The hardware design principals that underpinned the PS3 caused "some issues" for developers, according to the man in charge of building the PS4.
Mark Cerny, who was informally appointed PS4 lead system architect back in 2007, is one of the closest ties to Sony to admit Ken Kutaragi's final console presented problems for the development community.
But he also suggested that problems of the past will be remedied with the new approach the PlayStation 4 is taking.
"Wanting to lead the effort [on building PS4] wasn't based on any specific beliefs at that time, other than that clearly we had had some issues with PlayStation 3," he told Gamasutra.
"A very developer-centric approach to the design of the PlayStation 4 would just make things go more smoothly overall," he said.
For years within the development community, the PS3 has been criticised for strict compartmentalisation of its memory between CPU and GPU (a prime suspect for all problematic ports from Xbox 360), while Sony's insistence on multi-threaded code has dumbfounded even the most experienced coders.
But the PC-centric approach taken with PS4 should bring relief to coders and designers, said Cerny.

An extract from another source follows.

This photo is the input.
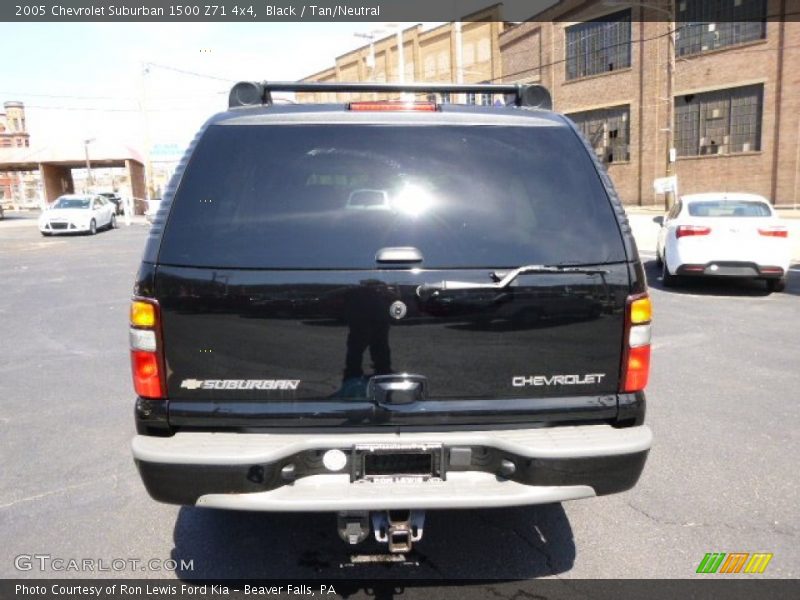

"The biggest thing was that we didn't want the hardware to be a puzzle that programmers would be needing to solve to make quality titles," he said.
From 2008, Cerny said he had surveyed developers on their wish-list for next generation systems.
"My first tour of the developers, I had a questionnaire where I just asked them their thoughts on what the next generation might bring. The largest piece of feedback we got was that they wanted unified memory."
The PlayStation 4 will pack in 8GB GDDR5 memory that can be variably accessed by both CPU and GPU.
Sony has pencilled in a "holiday 2013" PS4 release date for the machine.